Maybe Ivan wants to chime in? He said he changed the front end from Cosmos ADC to ADCiso to improve 10 kHz HD, so maybe this would have an impact on IMD, too?
 
If I will have time, I will send 1khz level seep comparison.
The main problem with AK5572 is its aggressive noise shaping that also starts early.
For harmonics to 1khz it is good enough, but to measure harmonics of 10khz or even 20khz it is useless.
Also, Ivan's cosmos ADC (I have non iso version) has a very low noise floor. For that I am not sure if it only the ADC itself that is better or the low resistance front end that Ivan implemented.
 
You're right, that was the main gripe with AK5572 as well as most other audio ADCs other than AK5394A an ES9822, that their noise sampling corner starts too early.

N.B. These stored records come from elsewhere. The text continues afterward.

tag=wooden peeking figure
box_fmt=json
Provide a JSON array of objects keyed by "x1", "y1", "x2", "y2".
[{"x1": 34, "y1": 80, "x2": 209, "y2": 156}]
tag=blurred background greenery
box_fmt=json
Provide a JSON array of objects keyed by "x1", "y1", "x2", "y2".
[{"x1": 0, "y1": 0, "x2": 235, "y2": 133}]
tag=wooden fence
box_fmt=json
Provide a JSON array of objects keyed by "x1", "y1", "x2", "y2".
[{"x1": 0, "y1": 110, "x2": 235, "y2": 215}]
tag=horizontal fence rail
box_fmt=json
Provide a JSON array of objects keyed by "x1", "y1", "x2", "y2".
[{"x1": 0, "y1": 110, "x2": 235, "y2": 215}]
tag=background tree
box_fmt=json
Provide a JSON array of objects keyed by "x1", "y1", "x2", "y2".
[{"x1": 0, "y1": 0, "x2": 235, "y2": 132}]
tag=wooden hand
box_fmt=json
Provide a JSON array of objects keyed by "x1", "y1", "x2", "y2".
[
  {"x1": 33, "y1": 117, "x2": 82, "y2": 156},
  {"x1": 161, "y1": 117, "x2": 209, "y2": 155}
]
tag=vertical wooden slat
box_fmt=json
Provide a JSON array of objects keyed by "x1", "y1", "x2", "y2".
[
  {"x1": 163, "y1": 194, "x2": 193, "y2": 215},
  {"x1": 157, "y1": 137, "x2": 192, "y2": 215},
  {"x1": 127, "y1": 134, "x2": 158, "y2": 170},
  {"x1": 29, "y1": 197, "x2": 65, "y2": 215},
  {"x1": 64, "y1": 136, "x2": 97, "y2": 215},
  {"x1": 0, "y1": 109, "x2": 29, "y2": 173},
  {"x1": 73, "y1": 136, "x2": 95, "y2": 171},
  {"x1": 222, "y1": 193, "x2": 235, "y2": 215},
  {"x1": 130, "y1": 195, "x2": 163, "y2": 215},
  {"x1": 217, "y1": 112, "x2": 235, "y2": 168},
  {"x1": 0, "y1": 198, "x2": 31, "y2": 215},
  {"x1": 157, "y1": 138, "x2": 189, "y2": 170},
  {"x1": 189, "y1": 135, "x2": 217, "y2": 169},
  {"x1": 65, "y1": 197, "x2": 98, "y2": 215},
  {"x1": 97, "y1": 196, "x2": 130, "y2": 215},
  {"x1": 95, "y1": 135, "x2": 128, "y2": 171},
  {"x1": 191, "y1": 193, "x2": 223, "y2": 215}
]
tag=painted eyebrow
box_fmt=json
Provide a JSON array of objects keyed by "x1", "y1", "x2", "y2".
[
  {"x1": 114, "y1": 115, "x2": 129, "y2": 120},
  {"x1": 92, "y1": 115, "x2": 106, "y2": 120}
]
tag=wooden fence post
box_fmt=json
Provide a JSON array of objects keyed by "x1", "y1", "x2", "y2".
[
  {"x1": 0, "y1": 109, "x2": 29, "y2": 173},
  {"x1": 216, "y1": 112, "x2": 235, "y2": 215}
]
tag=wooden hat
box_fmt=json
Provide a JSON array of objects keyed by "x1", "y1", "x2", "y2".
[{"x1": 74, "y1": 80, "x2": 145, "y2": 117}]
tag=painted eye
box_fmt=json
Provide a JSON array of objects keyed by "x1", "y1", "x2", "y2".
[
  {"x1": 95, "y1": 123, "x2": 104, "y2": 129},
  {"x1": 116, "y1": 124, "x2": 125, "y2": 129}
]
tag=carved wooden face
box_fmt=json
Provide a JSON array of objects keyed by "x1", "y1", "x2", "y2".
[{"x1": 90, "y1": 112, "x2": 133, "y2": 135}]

Now that graph is quite something! It is the first time I have seen the IMD hump play out in 1 kHz THD for either ADCs or DACs. It is also much longer (down to -50 dB) and wider (16 dB relative to AK5572) than the IMD humps that are usually found in Amir's testing. Amir's HD and SINAD is usually near full scale (at 4.0 V). It wouldn't hurt to for Amir to add a -20 dB test or even better a sweep of 1 kHz THD.

What kind of software are you using to do those sweeps and combine them into a graph?

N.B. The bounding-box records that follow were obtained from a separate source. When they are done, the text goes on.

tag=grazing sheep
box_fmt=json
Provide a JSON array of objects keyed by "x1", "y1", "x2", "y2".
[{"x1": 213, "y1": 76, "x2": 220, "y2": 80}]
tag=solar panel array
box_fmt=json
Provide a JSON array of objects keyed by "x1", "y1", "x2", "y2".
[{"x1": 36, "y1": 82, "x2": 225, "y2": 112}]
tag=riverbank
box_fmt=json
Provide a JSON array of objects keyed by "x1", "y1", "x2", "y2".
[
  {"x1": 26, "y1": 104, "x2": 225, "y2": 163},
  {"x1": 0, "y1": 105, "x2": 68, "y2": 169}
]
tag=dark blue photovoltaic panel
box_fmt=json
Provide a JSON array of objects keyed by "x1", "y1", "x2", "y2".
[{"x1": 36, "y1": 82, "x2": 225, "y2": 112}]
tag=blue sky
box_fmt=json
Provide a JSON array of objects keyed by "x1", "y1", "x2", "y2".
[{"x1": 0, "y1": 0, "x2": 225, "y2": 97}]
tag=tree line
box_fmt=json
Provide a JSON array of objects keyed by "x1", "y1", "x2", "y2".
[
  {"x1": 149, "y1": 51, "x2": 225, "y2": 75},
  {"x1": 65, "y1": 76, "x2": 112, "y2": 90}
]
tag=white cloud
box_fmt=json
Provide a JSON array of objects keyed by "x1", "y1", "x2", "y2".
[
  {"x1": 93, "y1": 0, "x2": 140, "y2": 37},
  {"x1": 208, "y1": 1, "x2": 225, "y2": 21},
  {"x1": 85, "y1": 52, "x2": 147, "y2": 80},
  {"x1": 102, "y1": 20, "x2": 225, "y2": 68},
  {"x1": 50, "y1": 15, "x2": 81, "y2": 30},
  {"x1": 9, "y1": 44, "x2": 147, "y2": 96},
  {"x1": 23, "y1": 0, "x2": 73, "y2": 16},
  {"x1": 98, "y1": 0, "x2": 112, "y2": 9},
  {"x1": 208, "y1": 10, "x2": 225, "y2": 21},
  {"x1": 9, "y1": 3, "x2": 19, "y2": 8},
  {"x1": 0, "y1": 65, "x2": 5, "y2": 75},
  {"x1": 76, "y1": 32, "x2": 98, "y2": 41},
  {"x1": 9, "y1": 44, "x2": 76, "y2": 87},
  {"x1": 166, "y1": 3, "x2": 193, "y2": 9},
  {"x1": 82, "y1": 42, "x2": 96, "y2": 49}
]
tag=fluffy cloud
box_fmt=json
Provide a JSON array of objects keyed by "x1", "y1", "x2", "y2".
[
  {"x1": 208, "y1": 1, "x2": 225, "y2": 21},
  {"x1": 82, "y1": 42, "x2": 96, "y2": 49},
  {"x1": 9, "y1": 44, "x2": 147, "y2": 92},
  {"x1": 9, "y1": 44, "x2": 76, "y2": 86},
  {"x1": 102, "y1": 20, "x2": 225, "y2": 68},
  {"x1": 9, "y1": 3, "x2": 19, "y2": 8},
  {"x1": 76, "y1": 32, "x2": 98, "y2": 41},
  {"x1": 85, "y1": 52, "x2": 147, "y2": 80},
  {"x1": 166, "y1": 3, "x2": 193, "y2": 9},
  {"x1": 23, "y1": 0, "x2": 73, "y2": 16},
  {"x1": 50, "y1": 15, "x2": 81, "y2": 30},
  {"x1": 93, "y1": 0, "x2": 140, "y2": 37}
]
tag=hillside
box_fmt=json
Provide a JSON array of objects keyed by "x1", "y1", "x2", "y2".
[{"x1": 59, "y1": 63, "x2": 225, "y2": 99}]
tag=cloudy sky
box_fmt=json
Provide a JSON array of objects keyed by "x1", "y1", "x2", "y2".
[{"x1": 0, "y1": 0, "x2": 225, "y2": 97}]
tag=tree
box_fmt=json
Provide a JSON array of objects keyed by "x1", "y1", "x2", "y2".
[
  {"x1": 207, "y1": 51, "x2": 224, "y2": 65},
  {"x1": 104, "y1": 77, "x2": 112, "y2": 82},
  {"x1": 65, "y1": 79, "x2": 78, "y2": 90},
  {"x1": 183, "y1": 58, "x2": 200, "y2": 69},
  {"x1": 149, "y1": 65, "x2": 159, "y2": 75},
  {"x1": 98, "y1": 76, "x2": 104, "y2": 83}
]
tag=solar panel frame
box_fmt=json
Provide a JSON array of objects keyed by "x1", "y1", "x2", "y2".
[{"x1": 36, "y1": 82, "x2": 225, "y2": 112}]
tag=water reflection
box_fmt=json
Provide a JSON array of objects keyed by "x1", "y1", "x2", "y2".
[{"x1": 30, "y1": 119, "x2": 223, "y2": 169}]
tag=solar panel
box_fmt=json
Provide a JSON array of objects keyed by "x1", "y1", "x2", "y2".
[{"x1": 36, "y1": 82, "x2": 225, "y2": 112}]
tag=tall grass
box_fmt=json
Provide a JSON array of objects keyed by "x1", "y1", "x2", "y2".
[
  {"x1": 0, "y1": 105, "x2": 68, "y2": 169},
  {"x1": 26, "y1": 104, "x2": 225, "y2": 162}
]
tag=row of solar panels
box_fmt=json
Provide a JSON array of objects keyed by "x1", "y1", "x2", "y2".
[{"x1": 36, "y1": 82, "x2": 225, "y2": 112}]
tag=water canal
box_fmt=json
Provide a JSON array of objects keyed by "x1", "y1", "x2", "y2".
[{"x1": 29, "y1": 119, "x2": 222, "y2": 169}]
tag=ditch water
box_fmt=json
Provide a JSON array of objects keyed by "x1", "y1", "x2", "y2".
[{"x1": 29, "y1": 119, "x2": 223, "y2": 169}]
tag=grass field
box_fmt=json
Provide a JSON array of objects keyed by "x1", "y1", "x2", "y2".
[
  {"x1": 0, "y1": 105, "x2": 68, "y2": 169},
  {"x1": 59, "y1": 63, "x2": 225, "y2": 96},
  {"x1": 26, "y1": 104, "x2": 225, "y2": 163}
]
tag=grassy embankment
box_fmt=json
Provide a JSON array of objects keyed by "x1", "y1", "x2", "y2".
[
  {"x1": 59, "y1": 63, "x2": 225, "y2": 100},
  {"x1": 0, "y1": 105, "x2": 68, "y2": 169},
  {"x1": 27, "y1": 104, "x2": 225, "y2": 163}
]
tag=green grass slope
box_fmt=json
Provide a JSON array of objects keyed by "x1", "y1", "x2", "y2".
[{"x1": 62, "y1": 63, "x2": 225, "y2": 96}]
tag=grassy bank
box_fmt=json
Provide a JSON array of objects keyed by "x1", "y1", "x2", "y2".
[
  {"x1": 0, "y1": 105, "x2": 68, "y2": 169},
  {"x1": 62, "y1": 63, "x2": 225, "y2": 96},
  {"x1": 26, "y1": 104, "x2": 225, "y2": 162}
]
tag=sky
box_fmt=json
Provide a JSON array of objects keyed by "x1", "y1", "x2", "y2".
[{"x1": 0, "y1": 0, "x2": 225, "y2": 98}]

As for comparing the two ADCs, this mirrors what's been said about AKM and ESS DACs: AKM has excellent THD up to near full scale and falls apart in the last few dB whereas ESS excels near fs.

More subtly, the AK5572 seems to get even better than the extrapolation of the straight line between -40 and -20 dB (inverse hump). Maybe this is an artefact of the fitting algorithm, i.e. less noise getting binned with the harmonics at higher level? It is also interesting to note that the ES9822 falls about 10 dB short of the extrapolated line near fs.

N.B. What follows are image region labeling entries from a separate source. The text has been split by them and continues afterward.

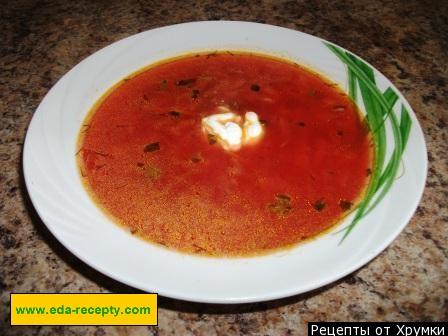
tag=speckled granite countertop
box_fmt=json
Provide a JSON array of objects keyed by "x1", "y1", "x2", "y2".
[{"x1": 0, "y1": 0, "x2": 448, "y2": 335}]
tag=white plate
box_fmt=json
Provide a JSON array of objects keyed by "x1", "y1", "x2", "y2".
[{"x1": 23, "y1": 21, "x2": 427, "y2": 303}]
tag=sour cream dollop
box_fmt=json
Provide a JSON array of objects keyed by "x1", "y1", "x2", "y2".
[{"x1": 202, "y1": 106, "x2": 264, "y2": 151}]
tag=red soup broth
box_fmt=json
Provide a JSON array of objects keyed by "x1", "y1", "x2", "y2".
[{"x1": 77, "y1": 52, "x2": 373, "y2": 256}]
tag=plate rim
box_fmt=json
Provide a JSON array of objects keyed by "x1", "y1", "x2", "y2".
[{"x1": 22, "y1": 21, "x2": 428, "y2": 304}]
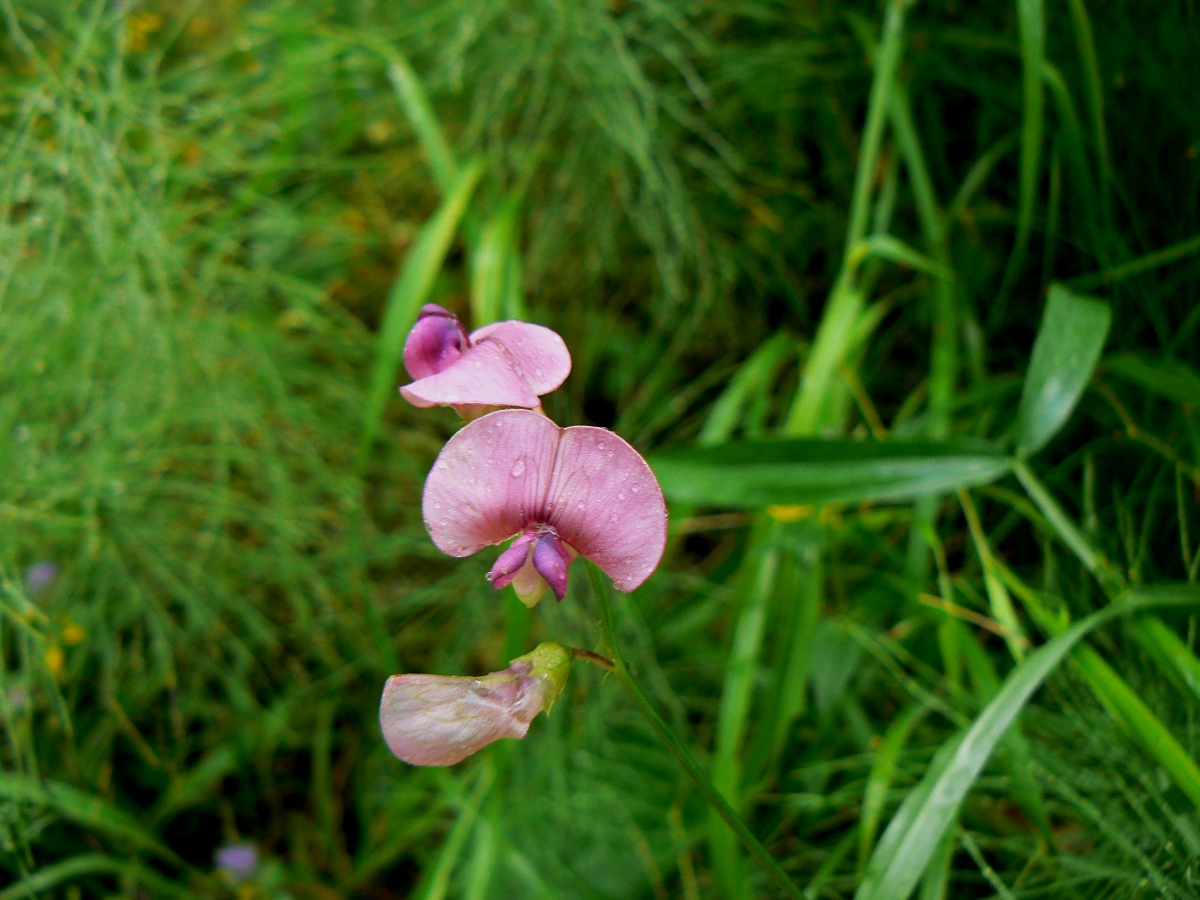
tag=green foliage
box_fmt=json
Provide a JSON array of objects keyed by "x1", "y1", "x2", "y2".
[{"x1": 0, "y1": 0, "x2": 1200, "y2": 900}]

Lastly, with the hump even for harmonics being most pronounce around -35 dB, that kind of discredits the idea that the hump is about glitching in the switches getting worst near fs.
 
Hi,

First thing: as I understand AP uses auto ranger at least for one tone (1khz). By this you bypass the interval of hump and maybe that the reason with Amir you can see IMD hump but not THD hump.

The software is REW.

What you said about near full scale degradation of the AKM is true but the sensitivity I have used for the cosmos is 6.7V scale while for the Nihtila (AKM) about 4V. The SMSL full scale is 5V. So, the cosmos is not as close to it's full scale as the Nihtila.

About the extrapolation, I will send the shots of AKM and ESS ADCs separately and with respect to their input level to ADC.
 
I don't think I've ever seen a THD sweep in Amirs DAC measurements.
Just a thought, inspired by Ivans post in the other hump thread that got hijacked by the subjectivists: https://www.diyaudio.com/community/threads/return-of-the-ess-hump.391267/post-7205775

What if your DAC produces copious amounts of this hump and the AKM ADC is blind to this because of its aggressive noise shaping and the ES ADC detects it, maybe as aliasing? Using a switched attenuator would be one way, especially if it is extremely low distortoion as the scaler. The other idea would be to use a brick wall low pass or an inverted notch on the DAC output. Or a regular notch on the ADC which would filter out the fundamental. If the hump remains, it is not due to IMD in the ADC.